Ovulation Induction Protocols for PCOS Patients Practical Aspects

Ovulation Induction Protocols for PCOS Patients Practical Aspects

Polycystic ovarian syndrome (PCOS) is a group of heterogeneous endocrine diseases affecting women characterized by irregular menses, hyperandrogenism, and polycystic ovaries. The diagnoses of Polycystic ovarian syndrome are frequently made for the first time in the infertility clinic during evaluations for infertility. Infertility is the primary clinical manifestation of ovulatory dysfunction in patients with PCOS.

Central to the management of women with infertility from PCOS is ovulation. The treatment options for infertility in women with PCOS include clomiphene citrate, gonadotropins, laparoscopic ovarian drilling (LOD), and assisted reproductive technology. Common to all methods is the induction of ovulation. Letrozole and metformin also play essential roles in ovulation induction, which has been well demonstrated. The use of these pharmacologic agents is superior to placebo or no treatment in terms of pregnancy or ovulation.

Several pharmacologic agents have been used to induce ovulation in these patients. They have achieved varied success with attendant setbacks from these drugs, especially in achieving pregnancy and adverse pregnancy outcomes. These drugs include clomiphene citrate, metformin, letrozole, gonadotropins, inositol, and tamoxifen.

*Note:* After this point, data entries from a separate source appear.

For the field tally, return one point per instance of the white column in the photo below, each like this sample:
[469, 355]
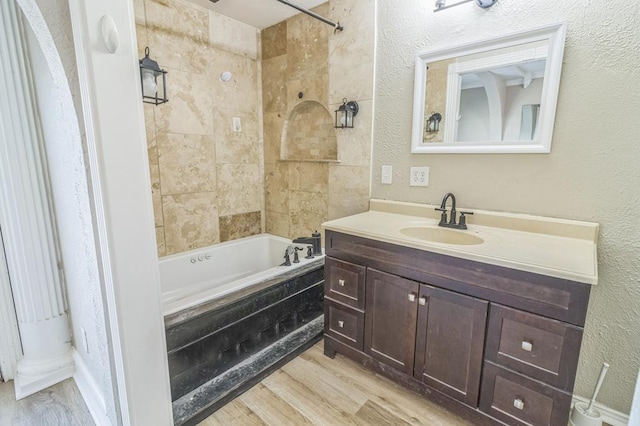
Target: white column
[27, 225]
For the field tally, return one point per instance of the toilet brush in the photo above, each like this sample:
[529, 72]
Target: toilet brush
[588, 415]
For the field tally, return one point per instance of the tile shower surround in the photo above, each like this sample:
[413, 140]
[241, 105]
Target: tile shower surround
[211, 184]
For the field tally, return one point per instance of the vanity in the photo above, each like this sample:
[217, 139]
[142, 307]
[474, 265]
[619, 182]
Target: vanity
[486, 321]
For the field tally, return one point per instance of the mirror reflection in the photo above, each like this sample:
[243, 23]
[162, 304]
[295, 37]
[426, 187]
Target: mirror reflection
[489, 96]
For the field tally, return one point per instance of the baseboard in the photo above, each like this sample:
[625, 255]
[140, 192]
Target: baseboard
[90, 392]
[34, 376]
[609, 415]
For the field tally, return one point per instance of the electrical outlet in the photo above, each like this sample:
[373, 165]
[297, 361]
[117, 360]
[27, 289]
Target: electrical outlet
[387, 173]
[419, 176]
[85, 341]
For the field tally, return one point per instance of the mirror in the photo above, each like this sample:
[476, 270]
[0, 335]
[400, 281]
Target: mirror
[493, 96]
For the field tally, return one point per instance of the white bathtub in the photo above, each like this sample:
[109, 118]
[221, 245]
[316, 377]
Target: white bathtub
[198, 276]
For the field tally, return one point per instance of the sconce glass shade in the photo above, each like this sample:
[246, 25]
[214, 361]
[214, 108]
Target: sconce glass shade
[433, 122]
[154, 89]
[345, 114]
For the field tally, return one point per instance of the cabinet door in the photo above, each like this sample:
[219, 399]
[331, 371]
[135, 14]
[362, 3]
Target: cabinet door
[450, 340]
[390, 319]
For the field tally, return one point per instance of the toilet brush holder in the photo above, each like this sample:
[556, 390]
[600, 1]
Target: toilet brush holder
[581, 416]
[584, 414]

Laparoscopic ovarian drilling has been demonstrated to induce ovulation in women with PCOS. This method of ovulation induction is used for clomiphene-resistant and FSH-resistant PCOS. The mechanism involved in the ovarian diathermy is that it leads to the correction of hypersecretion of LH brought about by modification of the ovarian pituitary feedback. The practice is to drill into both ovaries.

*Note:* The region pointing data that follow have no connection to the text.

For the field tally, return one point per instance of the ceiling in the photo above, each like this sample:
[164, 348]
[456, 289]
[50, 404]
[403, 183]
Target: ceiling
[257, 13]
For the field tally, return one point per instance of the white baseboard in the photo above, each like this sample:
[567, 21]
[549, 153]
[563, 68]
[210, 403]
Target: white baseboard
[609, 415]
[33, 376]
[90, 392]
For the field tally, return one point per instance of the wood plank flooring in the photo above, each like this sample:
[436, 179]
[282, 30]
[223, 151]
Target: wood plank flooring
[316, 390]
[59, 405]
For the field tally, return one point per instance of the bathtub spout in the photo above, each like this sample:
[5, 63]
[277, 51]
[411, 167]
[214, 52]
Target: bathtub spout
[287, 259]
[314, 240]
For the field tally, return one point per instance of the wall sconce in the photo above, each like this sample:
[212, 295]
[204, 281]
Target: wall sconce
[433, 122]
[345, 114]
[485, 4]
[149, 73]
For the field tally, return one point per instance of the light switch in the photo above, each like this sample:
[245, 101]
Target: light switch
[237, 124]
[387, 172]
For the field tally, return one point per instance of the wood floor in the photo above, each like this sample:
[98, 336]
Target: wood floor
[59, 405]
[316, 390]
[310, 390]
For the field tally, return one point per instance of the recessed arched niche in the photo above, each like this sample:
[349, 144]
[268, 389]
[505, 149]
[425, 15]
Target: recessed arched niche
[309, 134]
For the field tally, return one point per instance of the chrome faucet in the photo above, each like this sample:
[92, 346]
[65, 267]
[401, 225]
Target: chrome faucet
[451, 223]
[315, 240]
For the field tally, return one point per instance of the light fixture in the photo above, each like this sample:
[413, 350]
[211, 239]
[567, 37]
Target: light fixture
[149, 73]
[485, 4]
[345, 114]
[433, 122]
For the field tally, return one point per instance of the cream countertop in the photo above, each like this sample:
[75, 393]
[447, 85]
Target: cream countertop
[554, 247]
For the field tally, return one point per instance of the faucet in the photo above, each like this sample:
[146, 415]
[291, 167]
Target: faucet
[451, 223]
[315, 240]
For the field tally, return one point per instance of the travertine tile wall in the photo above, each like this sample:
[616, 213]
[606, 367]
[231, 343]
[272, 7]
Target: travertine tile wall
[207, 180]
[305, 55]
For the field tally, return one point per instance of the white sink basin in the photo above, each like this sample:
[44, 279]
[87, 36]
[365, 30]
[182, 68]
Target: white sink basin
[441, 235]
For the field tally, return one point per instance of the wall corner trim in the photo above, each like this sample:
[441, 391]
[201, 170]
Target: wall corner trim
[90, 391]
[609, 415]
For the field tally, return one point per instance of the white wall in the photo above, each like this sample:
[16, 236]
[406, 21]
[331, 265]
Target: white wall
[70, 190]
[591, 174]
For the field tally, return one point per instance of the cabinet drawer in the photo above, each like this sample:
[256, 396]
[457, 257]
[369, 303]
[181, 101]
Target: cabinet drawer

Bariatric surgery has been used for weight reduction among highly obese women who had bariatric surgery for just weight reduction. The bariatric surgery in obese PCOS patients also resulted in weight loss, spontaneous ovulation, and pregnancy.

Women with PCOS should undergo pre-conception counselling before any infertility treatment. The importance of lifestyle modification, especially weight loss and exercise, should be emphasized and encouraged in overweight women, and smoking and alcohol consumption should be discouraged. More randomized trials to determine the effect of weight loss on ovulation should be undertaken to elucidate the place of weight loss as a means of ovulation induction, considering its affordability and acceptability as a means of treatment.

The controversy with treating anovulatory infertility in women with PCOS will continue for some time. The systemic review found that the clomiphene citrate combined with metformin was the most productive, followed by follicle-stimulating hormone, letrozole, metformin, clomiphene and tamoxifen, laparoscopic ovarian drilling, and placebo or no treatment in that order. However, when the ranking in terms of live birth rate was done, letrozole, follicle-stimulating hormone, clomiphene-metformin, tamoxifen, clomiphene citrate, metformin, placebo, or no treatment was noted. Therefore, it will seem reasonable to include letrozole, clomiphene citrate, and the combination of clomiphene citrate with metformin as possible first-line drugs in the treatment of anovulatory infertility in women with PCOS. While gonadotropins are reserved as a second-line drug for these women, ovarian drilling is recommended after failure with the gonadotropins or whenever laparoscopy is indicated for any other reason in these women with failed clomiphene resistance. It will be advisable to refer patients who fail to achieve pregnancy using the methods above for assisted reproductive therapy to treat their anovulatory infertility.